India’s Competition Commission of India (CCI) has reportedly uncovered that food delivery giants Zomato and Swiggy violated antitrust laws by engaging in practices that favor specific restaurants on their platforms. Confidential documents from the CCI reveal that exclusive contracts and pricing restrictions set by the companies have prevented the food delivery market from becoming more competitive, to the disadvantage of independent restaurants and smaller players.

Exclusivity and Pricing Tactics Under Scrutiny

According to the CCI’s investigation, Zomato allegedly struck exclusivity contracts with certain restaurants, offering them lower commissions in exchange for exclusivity, while Swiggy is said to have promised business growth to partners who listed exclusively on its platform. These arrangements have given a select few restaurants preferential visibility, thus skewing competition within the market.

The investigation, launched in 2022 following a complaint from the National Restaurant Association of India (NRAI), also notes that Zomato imposed pricing and discount restrictions on its partner restaurants, going as far as including penal provisions for non-compliance. Swiggy allegedly pressured restaurant partners to maintain price parity with threats of lowered rankings if they offered lower prices on competing platforms.

Implications for IPO and Business Models

With Swiggy preparing to close bids for its $1.4 billion IPO—India’s second-largest this year—these findings cast a shadow over the food delivery giant’s market debut. The CCI case, listed as an “internal risk” in Swiggy’s IPO prospectus, highlights the potential for substantial monetary penalties if Swiggy is found in breach of the Competition Act. Swiggy informed CCI investigators that its previous “Swiggy Exclusive” program was phased out in 2023, though it reportedly plans to launch a similar initiative, Swiggy Grow, targeting non-metropolitan areas.

Shares of Zomato, which listed in 2021 and now holds a valuation of about $27 billion, fell by three percent following news of the CCI findings. Swiggy, meanwhile, has placed itself at $11.3 billion ahead of its IPO.

Future of India’s Food Delivery Market

Both Zomato and Swiggy have redefined food ordering in India, driving growth in the food delivery market with their expansive reach.
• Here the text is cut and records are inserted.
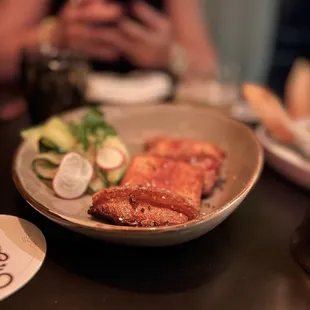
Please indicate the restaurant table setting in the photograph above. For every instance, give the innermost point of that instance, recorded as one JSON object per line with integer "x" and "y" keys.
{"x": 121, "y": 212}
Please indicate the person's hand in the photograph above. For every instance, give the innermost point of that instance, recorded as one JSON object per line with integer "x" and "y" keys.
{"x": 146, "y": 45}
{"x": 76, "y": 28}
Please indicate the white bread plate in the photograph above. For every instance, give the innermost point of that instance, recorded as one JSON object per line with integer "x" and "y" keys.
{"x": 285, "y": 160}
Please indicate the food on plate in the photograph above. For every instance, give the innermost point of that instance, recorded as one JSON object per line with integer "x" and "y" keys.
{"x": 207, "y": 156}
{"x": 72, "y": 176}
{"x": 92, "y": 138}
{"x": 270, "y": 112}
{"x": 155, "y": 191}
{"x": 297, "y": 90}
{"x": 161, "y": 187}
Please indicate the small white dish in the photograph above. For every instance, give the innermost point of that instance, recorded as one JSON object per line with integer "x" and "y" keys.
{"x": 287, "y": 161}
{"x": 22, "y": 252}
{"x": 135, "y": 88}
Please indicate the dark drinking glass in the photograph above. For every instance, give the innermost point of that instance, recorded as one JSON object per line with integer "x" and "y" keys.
{"x": 53, "y": 81}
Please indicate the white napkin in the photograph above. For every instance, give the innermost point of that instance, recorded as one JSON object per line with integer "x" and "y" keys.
{"x": 136, "y": 88}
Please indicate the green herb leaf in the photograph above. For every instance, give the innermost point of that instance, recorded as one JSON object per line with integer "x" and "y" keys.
{"x": 81, "y": 134}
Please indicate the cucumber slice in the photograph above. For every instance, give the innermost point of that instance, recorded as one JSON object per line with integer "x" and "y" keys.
{"x": 95, "y": 186}
{"x": 52, "y": 157}
{"x": 46, "y": 145}
{"x": 57, "y": 132}
{"x": 115, "y": 176}
{"x": 32, "y": 135}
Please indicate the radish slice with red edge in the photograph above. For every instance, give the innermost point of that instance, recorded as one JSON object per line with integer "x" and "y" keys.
{"x": 73, "y": 176}
{"x": 110, "y": 158}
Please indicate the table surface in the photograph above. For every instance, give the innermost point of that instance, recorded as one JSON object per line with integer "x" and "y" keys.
{"x": 244, "y": 263}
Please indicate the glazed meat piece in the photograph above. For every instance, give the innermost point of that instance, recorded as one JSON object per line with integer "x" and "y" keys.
{"x": 155, "y": 191}
{"x": 207, "y": 156}
{"x": 177, "y": 177}
{"x": 136, "y": 206}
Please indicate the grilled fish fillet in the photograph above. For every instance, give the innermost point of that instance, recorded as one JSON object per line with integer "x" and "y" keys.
{"x": 207, "y": 156}
{"x": 155, "y": 191}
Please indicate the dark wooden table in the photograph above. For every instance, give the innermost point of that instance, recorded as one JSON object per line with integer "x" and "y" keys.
{"x": 244, "y": 263}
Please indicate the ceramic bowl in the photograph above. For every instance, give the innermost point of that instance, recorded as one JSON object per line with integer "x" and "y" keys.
{"x": 241, "y": 170}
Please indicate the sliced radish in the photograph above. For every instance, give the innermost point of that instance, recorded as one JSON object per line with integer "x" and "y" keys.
{"x": 73, "y": 176}
{"x": 110, "y": 158}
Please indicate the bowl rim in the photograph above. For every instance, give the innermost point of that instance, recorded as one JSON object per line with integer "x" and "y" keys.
{"x": 99, "y": 226}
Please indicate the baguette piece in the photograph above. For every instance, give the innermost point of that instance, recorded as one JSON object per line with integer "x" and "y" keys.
{"x": 270, "y": 112}
{"x": 297, "y": 90}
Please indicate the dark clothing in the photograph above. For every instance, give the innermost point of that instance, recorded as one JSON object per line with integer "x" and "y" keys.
{"x": 123, "y": 65}
{"x": 293, "y": 41}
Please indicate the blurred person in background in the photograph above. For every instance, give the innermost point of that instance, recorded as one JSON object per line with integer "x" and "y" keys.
{"x": 292, "y": 42}
{"x": 115, "y": 35}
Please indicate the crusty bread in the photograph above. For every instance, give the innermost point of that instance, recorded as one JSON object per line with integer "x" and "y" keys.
{"x": 270, "y": 111}
{"x": 297, "y": 90}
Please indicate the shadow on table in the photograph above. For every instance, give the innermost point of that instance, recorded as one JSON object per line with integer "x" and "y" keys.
{"x": 151, "y": 270}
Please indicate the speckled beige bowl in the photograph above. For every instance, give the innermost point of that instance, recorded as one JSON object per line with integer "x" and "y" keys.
{"x": 241, "y": 170}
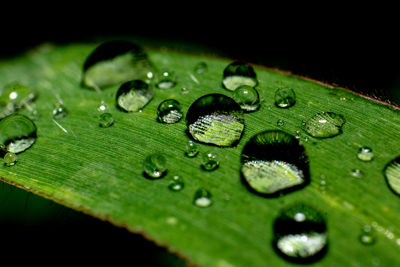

Yet, as they diversify into quick commerce—promising grocery delivery in under 10 minutes—the companies face fresh challenges. India’s largest retail distributor group recently petitioned the CCI to investigate alleged predatory pricing by Swiggy, Zomato, and newcomer Zepto in the quick commerce sector.

Next Steps for CCI and the Companies

The final stage of the CCI’s case will see the Commission’s leadership review the investigation’s findings and decide on potential penalties or directives to alter Zomato’s and Swiggy’s business practices. A decision is anticipated in the coming weeks, but both companies retain the option to contest the CCI’s findings.